Since 2010, the government has slashed £1 billion from Youth Services nationally. In Portsmouth, there has been a significant reduction in youth provision. Youth Clubs exist in Portsea, Buckland, Somerstown and Paulsgrove/Wymering; there used to be additional provision but this has been cut in recent years having an impact on community wellbeing and cohesion. However, in 2019 and 2020 the City Council has found an extra £500,000 to put into detached youth work in the city provided by Pompey in the Community, the Active Communities Network and Motiv8. This is in stark contrast to Hampshire where the County Council no longer has a youth service.
Cllr Tom Coles who proposed the motion added: “In Portsmouth, we have faced challenges with young people not having a lack of diversionary activities and positive role models, resulting in significant challenges for both the police and Council in locations such as the Hotwalls andSouthsea Common and whilst I welcome the recent standing up of a detached youth outreach service but do not think this is anywhere near enough for the young people in the city. Whilst I appreciate the impact of a decade of significant funding loss due to the ideology of austerity enacted by the Governments of the last ten years, I believe now is the time to be doing all we can to ensure local authorities are able to secure proper funding to be able to provide a proper service”.

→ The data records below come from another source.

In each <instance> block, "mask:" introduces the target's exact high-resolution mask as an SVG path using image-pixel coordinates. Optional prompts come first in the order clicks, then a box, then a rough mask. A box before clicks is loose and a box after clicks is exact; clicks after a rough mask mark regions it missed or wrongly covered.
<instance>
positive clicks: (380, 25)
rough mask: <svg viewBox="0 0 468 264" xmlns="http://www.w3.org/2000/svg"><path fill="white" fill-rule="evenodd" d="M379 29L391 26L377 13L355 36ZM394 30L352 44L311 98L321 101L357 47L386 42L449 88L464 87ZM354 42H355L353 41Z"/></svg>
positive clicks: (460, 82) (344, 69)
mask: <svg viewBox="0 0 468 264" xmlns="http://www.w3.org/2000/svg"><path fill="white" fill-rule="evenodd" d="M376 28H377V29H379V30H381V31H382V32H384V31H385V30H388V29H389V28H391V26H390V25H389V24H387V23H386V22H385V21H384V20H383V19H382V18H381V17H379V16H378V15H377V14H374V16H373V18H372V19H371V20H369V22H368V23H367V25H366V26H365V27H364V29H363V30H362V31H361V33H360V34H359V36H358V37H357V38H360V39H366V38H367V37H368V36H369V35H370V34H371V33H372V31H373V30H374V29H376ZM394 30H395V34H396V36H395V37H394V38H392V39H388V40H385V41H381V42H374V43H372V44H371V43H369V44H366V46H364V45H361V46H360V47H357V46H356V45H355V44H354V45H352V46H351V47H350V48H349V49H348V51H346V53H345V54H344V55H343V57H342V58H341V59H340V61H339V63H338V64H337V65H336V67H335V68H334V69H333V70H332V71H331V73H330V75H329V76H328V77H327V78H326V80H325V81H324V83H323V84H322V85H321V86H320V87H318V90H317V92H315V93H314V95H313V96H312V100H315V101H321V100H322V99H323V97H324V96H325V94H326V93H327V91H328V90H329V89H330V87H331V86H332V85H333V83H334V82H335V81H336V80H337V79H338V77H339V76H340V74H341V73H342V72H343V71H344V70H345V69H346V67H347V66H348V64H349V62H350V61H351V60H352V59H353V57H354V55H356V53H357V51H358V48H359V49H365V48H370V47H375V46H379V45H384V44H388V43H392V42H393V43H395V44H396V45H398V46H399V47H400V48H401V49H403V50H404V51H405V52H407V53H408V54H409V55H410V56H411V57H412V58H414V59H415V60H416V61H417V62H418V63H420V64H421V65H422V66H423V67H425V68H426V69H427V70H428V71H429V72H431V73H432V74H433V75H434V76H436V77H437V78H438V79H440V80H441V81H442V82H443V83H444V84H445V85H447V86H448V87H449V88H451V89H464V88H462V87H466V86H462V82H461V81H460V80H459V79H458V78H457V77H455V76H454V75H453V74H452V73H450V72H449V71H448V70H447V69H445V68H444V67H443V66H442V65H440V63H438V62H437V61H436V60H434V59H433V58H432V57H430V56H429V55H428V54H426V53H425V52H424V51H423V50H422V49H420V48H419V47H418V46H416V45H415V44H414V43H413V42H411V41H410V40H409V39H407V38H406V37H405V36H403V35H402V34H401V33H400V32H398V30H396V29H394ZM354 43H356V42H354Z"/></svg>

You are only young once. Our Young People deserve much better than this. What is needed is money and resources to put support back into our communities, enabling Portsmouth City Council to work with young people to build a system whereby they are safe and secure in the modern world, treated fairly, supported in the present, and ambitious for their future:
- Skilled and equipped to learn and earn
- Positive health and wellbeing
- Active members of their communities
- Happy and confident in their future
Cllr Tom Coles added: “Young people need a Youth Service which is available across the city, not just in targeted areas, to ensure no young people are without the necessary provision to help them become skilled and equipped to learn and earn, become active members of their communities, help them to be happy and confident in their future and encourage positive health and wellbeing”.
To achieve this vision, we as a Council need to be able to provide long–term, stable funding for youth services to ensure all young people have access to high quality youth work provision that matches their needs and the main purpose of youth services provided should be to provide non- formal education through personal and social development and citizenship.
- This Council notes that, in order to provide for those in the city aged between 10 and 19, Youth Services funding needs to be reviewed and increased.
- This Council believes that, like Social Care and Education, Youth Services should be a statutory service of local government and that the Government should be encouraged to make it so.
- This Council believes that Youth Services budgets should be protected, and that the Government should make Youth Services a statutory function of local government in order to protect funding for services for young people.
- This Council requests the Cabinet to protect and increase Youth Services funding within the annual budget as much as possible.
- This Council asks all Group Leaders to write to the Government to request Youth Services is re-categorised as a statutory service and funding is increased and ring-fenced in future budgets.
Cllr George Fielding who seconded the motion commended the work of the council around its work to support the young LGBTQ+ community in Portsmouth and calling out the brilliant work of Sarah Christopher.